Config::load_str() is used in tests to construct configs from inline TOML strings without any filesystem access. every config test works fully offline.

chapter 21: the pnl tracker

the PnlTracker is the bot's financial conscience.

it records every submission: gas spent, profit or loss, cumulative totals. it persists state to disk atomically (write to .tmp, then rename, preventing corrupted state files on crash). when the bot restarts, it reloads from disk and continues from where it left off.

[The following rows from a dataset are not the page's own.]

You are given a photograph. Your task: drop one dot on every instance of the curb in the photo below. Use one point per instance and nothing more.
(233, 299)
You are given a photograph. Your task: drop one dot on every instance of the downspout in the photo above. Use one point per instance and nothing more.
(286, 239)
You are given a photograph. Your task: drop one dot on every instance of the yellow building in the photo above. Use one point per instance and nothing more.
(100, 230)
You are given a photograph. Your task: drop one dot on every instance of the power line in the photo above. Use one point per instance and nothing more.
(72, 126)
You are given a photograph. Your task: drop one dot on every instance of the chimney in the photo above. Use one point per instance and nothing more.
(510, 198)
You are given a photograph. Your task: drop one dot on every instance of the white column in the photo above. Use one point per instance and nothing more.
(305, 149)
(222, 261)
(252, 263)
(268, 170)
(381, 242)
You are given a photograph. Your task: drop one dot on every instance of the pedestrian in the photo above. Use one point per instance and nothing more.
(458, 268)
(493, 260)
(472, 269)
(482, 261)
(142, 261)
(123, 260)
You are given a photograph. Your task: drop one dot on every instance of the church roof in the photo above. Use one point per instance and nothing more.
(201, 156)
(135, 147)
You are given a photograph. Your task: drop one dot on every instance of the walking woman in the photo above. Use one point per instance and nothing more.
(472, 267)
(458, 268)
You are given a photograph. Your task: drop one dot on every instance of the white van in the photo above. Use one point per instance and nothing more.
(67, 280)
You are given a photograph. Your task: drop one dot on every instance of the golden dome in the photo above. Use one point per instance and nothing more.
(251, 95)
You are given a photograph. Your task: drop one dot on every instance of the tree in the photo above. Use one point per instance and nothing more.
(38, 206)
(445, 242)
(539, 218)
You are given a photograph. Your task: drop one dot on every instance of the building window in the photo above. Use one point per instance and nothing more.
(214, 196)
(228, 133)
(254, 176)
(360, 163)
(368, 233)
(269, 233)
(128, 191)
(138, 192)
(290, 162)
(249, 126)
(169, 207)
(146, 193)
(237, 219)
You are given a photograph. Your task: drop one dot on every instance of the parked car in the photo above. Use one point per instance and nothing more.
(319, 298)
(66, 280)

it also enforces the budget limits:

pub fn is_budget_exhausted(&self) -> bool {
    self.remaining_usd() <= self.kill_at_usd
}

pub fn is_budget_low(&self) -> bool {
    self.remaining_usd() <= self.warn_at_usd
}

the budget_watchdog task polls these methods every 60 seconds. if is_budget_exhausted() returns true, it returns an error, which triggers the supervisor to shut down everything cleanly.

this means the bot cannot spend more than the configured budget. even if something goes catastrophically wrong, the kill switch fires before the account is drained.

part iv: the "ah fuck" moments

chapter 22: the ghost chain problem

the issue: my phase 9 plan was to validate the bot on Arbitrum Sepolia, the public testnet. it has real infrastructure, real contracts, a real sequencer feed. it seemed logical.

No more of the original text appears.